As AI bots continue to impress in classic board games like Chess and Go, an Elon Musk-backed OpenAI bot has managed to comprehensively beat one of the world's finest Dota 2 players, Danylo "Dendi" Ishutin, in a live one-on-one showdown at The International, Valve's yearly Dota 2 eSports tournament.

After making a surprise appearance at the event, OpenAI's bot crushed Dendi, who is estimated to have won $735,449.40 in his career, by winning the first two rounds in a best-of-three match.

The first round ended in less than 10 minutes, while the other two ended with Dendi resigning from one and declining to play the next.

"This guy is scary," Dendi quipped after seeing the bot's manoeuvres and later noted that it "feels a little like [a] human, but a little like something else."

It's a big win for the Musk-backed startup, which ultimately aims to build AI systems to accomplish well-defined goals in messy, complicated situations.

But, what's even more interesting is how they trained this bot. Instead of teaching the bot different strategic aspects of the game, the team copied the AI and left it to play a "thousand lifetimes of matches" against itself over a two-week period to understand enough nuances to defeat a pro gamer.

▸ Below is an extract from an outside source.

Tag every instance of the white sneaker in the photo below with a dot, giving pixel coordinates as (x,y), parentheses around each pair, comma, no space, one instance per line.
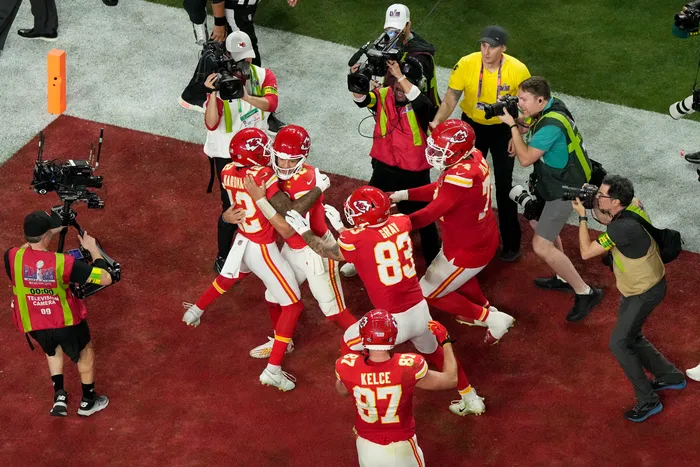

"We've coached it to learn just from playing against itself," said OpenAI researcher Jakub Pachoki while explaining the self-play method.

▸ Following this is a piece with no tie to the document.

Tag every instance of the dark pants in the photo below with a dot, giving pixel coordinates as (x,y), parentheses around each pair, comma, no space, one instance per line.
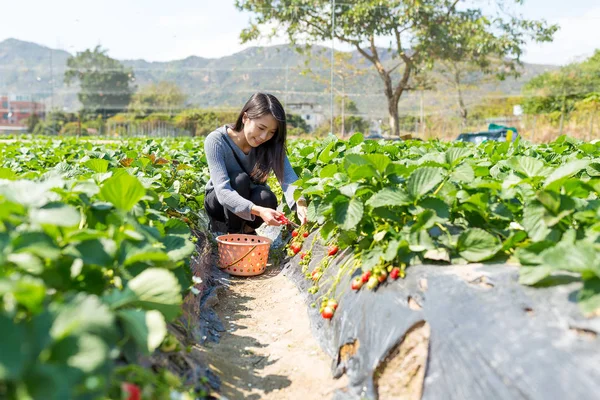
(260,195)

"So we didn't hard-code in any strategy, we didn't have it learn from human experts. Just from the very beginning, it just keeps playing against a copy of itself. It starts from complete randomness and then it makes very small improvements, and eventually it's just pro level."

The team had claimed before the match that its AI system was better at playing the game than professional players.

After the game, Elon Musk took to Twitter to hail the achievement.

As OpenAI's machine learning bot remains undefeated in the popular smash hit game, it must be noted that the one-on-one version of Dota 2 is much easier than an actual professional battle in which two teams compete with five players on each side.

The game – with 113 playable heroes with unique abilities and dozens of items that enhance each hero's capabilities – is virtually impossible to comprehend in its entirety, at least for a human player.

That said, OpenAI is already working on the complexities and is creating a bot which will play alongside humans in a 5 vs 5 game. The new bot is slated to be unveiled sometime next year.